20/04/2023
La "nueva" fruta milagro, el Palmito y la musa inesperada
Llegan frutas a occidente que miramos intrigados, una de ellas es el Acai (Euterpe oleracea) una fruta proveniente de una palmera que crece 25 m y que sabe a vino tinto…más o menos. Y es una de las últimas en recibir la etiqueta de “Superalimento” (Hay tantos ya que uno empieza a desconfiar de esas etiquetas) y antioxidantes tiene, pero no hay evidencia científica de que cumpla con la publicidad de la que viene acompañado, a saber: retrasar el envejecimiento y ayudar a perder peso.
La palmera en cuestión ya la consumían los pueblos precolombinos del norte de Sudamérica, y ahora, con el nombre de Azai o Palma manaca se cultiva incluso por zonas amazónicas. Actualmente se consume en bebidas, helados o dulces en general, tiene proteína, pero bastante grasa (saludables, que no cunda el pánico) y en su medio natural alimenta a aves y roedores, y ahora, por supuesto, también a nosotros, y no solo con su fruto, puede que os suene el “Palmito” esos trozos blanquecinos de formas regulares que aparecen en distintas recetas exóticas…, pues provienen del ápice vegetativo (el extremo superior) de esta palmera. Anteriormente se obtenía ese Palmito de la Euterpe edulis brasileña, hasta que diezmaron la especie (si extraes el ápice de crecimiento de una palmera…la matas) ahora lo extraen de la Euterpe olerácea, por suerte, a diferencia de la anterior, posee muchos troncos saliendo de la base y se está controlando la producción para no volver a cometer errores tan tristemente familiares.
El caso es que, volviendo al fruto, ciertos estudios concluyeron que su consumo ayudaba a combatir las células cancerígenas, bajar el colesterol malo, perder peso, mejorar la vida sexual…vamos, más completa que la Poción mágica de Asterix. Pero en cambio, diversas organizaciones científicas sin ánimo de lucro, como la Quackwatch responden que no es muy diferente a los Arándanos en cuanto a propiedades, que no está nada mal. Así que, sano es, mucho, pero no como para vivir “Forever Young”.
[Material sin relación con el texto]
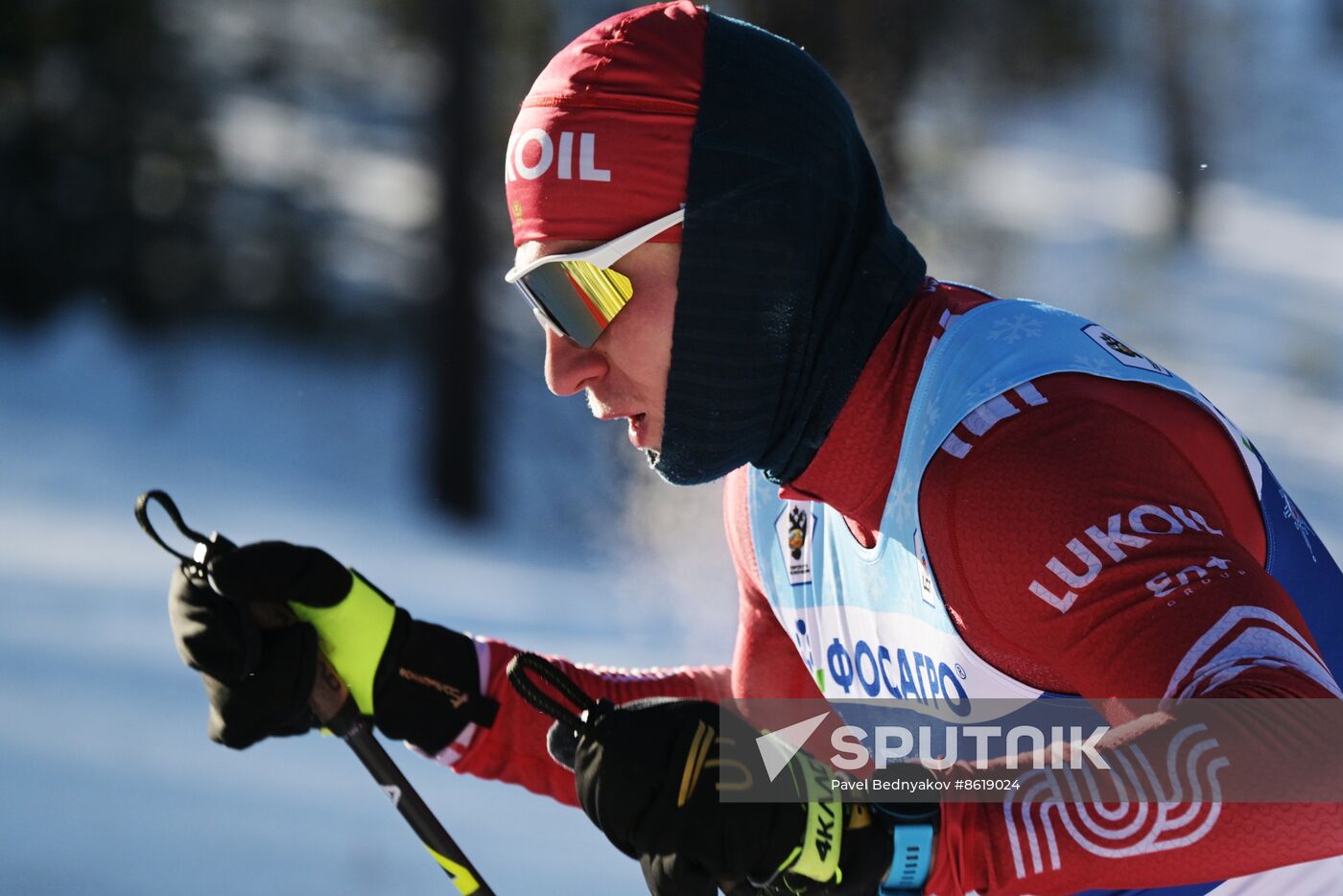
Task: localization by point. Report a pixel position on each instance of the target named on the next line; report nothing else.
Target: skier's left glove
(419, 681)
(648, 777)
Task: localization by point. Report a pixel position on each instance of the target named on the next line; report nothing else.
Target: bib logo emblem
(794, 527)
(1121, 352)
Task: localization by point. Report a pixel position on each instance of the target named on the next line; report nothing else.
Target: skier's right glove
(419, 681)
(651, 775)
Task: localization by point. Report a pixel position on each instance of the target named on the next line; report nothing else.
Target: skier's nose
(570, 366)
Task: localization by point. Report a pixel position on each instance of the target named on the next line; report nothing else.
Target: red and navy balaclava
(791, 269)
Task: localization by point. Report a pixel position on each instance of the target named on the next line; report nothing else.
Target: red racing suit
(998, 515)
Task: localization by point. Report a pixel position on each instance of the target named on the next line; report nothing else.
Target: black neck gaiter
(791, 269)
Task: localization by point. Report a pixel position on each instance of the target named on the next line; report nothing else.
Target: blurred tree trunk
(453, 336)
(1179, 110)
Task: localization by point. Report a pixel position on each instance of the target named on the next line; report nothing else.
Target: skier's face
(624, 373)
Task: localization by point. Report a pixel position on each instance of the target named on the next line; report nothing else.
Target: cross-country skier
(915, 469)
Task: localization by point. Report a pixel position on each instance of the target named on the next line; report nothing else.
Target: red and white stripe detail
(984, 416)
(1244, 638)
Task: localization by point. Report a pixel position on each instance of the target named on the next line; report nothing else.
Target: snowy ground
(109, 782)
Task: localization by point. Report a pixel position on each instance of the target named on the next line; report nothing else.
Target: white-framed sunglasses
(577, 295)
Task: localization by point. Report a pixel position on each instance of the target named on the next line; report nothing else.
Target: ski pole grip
(329, 692)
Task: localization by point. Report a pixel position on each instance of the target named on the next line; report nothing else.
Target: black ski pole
(335, 708)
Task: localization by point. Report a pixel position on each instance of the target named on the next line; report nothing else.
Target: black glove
(419, 681)
(648, 775)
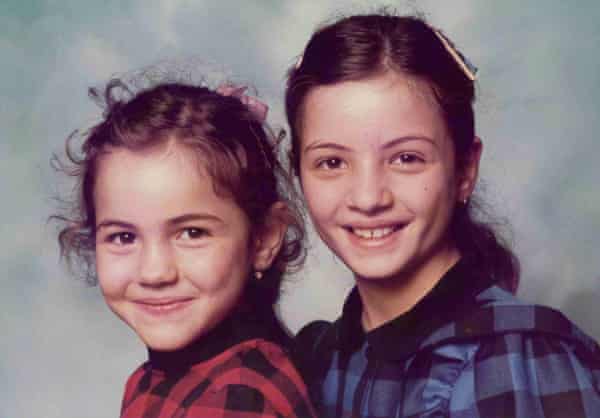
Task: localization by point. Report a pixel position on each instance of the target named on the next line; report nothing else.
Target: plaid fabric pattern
(253, 379)
(505, 359)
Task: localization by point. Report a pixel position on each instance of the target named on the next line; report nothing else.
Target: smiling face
(378, 172)
(172, 257)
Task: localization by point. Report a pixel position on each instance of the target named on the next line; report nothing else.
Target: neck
(386, 299)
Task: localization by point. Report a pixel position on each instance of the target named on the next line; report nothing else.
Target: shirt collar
(239, 326)
(452, 298)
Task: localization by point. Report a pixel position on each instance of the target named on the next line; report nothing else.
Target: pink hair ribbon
(256, 107)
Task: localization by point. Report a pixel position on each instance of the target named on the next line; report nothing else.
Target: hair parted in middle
(361, 47)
Y del aceite extraído de sus frutos se obtiene un condimento para ensaladas (pero como se deteriora rápidamente, apenas se comercializa) Un aceite que huele especialmente bien, lo dice su apellido científico… olerácea (que es fragante). También se elaboran productos como champú, jabón o cosméticos ricos en ácidos grasos esenciales.
Ese nombre de Euterpe para denominar a la palmera lo metieron creo yo sin demasiado rigor,ya que es el nombre de la Musa de la Música (lo cual parece una redundancia pero es lo que hay) en fin, en algún sitio debía estar, tal vez hubiese sido más coherente darle ese nombre a un árbol con el que se fabricaran instrumentos musicales con su madera. Al alemán Carl Friedrich Philipp von Martius es a quien hay que pedirle explicaciones, pero como sucedió en 1824, nos quedaremos sin saber por qué le recordaba a música esta palmera, simplemente tal vez solo era un apasionado de Bach, Beethoven, Brahms… las tres B más famosas. Ahora el Acai es quien está saboreando la fama por primera vez.
¿Y sus cuidados? Es Tropical, necesita mucha humedad, y ningún frío, así que en Europa solo la veréis como planta de interior, donde, dicho sea de paso, difícil verla fructificar. Por cierto, solo acepta el trasplante si no hace fresco, es algo muy habitual de las palmeras, si has de trasplantar alguna, trata de evitar el invierno, mejor en primavera.
Como veis, muchos de los datos que conocemos de esta elegante palmera, suenan a música celestial para nuestra salud y entorno, tal vez por eso, después de todo, Euterpe, la musa musical, está donde tiene que estar.